Quitete Portela, R. de C., L. Tourinho, T. Viana dos Santos, and M. M. Vale. 2023. Juçara palm ecological interactions threatened by climate and land‐cover changes. Biotropica. https://doi.org/10.1111/btp.13257

Ongoing climate change has caused well‐documented displacements of species' geographic distribution to newly climatically suitable areas. Ecological niche models (ENM) are widely used to project such climate‐induced changes but typically ignore species' interspecific interactions that might facilitate or prevent its establishment in new areas. Here, we projected the change in the distribution of Juçara Palm (Euterpe edulis Mart., Arecaceae), a neotropical threatened palm, taking into consideration its ecological interactions.
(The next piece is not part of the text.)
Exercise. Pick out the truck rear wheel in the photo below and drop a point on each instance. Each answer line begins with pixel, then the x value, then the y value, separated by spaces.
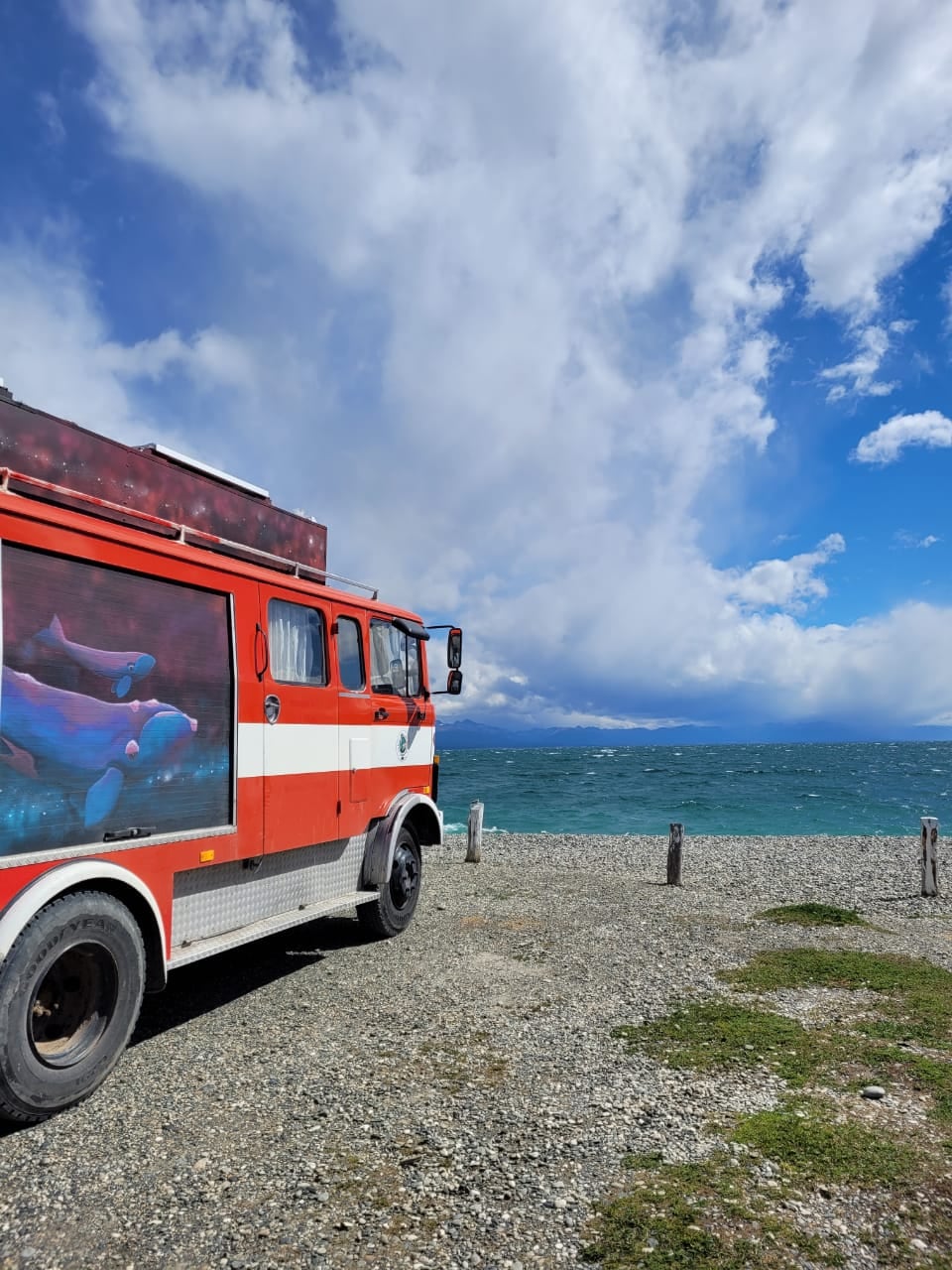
pixel 70 994
pixel 395 905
We run ENMs of E. edulis, plus its known seed dispersers (15 bird species) and predators (19 birds and mammals) under current and future climatic conditions. Additionally, for E. edulis, we removed deforested areas from the model. When considering only climate, climate change has a positive impact on E. edulis, with a predicted westward expansion and a modest southward contraction, with a 26% net gain in distribution by 2060. When removing deforested areas, however, climate change harms E. edulis, with a 66% predicted net distribution loss. Within the palm's distribution in this more realistic model, there is also a predicted reduction in the richness of its dispersers and predators. We conclude that the possible benefits of climate change to E. edulis' distribution are overshadowed by widespread habitat loss, and that global change is likely to disrupt some of its ecological interactions. The outcome of the interplay between the negative impact of the loss of dispersers, and the benefit of the loss of predators, is unclear, but the large contraction of E. edulis' range predicted here foresees a dim future for the species.

Vázquez-Rueda, E., A. P. Cuervo-Robayo, and J. Ayala-Berdon. 2023. Forest dependency could be more important than dispersal capacity for habitat connectivity of four species of insectivorous bats inhabiting a highly anthropized region in central Mexico. Mammal Research. https://doi.org/10.1007/s13364-023-00707-0

The maintenance, restoration, and improvement of habitat structure are critical for biodiversity conservation. Under this context, studies assessing habitat connectivity become essential, especially those focused on anthropized regions holding high species richness. We calculated the habitat connectivity of four species of insectivorous bats with different dispersal capacity and habitat preferences in a highly anthropized region in central Mexico, Idionycteris phyllotis and Myotis thysanodes , with a high dispersal capacity and forest-dependency, and Eptesicus fuscus with a low dispersal capacity, and Tadarida brasiliensis with a high dispersal capacity, as the more tolerant bat species to anthropogenic disturbance. We developed niche-based species distribution models to identify suitable habitat patches for each species. We then assessed habitat connectivity and the importance of suitable habitat patches for maintaining connectivity using a graph theory approach. Our results showed that forest dependency was most important than dispersal capacity for connectivity. We also found that the Iztaccíhuatl-Popocatépetl mountain, a National Park comprising 4.2% of natural vegetation in the study area, was the most critical patch for maintaining connectivity for most of the study species. Our study demonstrates the importance of conserving the remnants of natural vegetation for maintaining habitat connectivity within a fragmented landscape and demonstrates the importance of conserving protected areas as well as other remnants of vegetation for the maintenance of habitat connectivity within a fragmented landscape.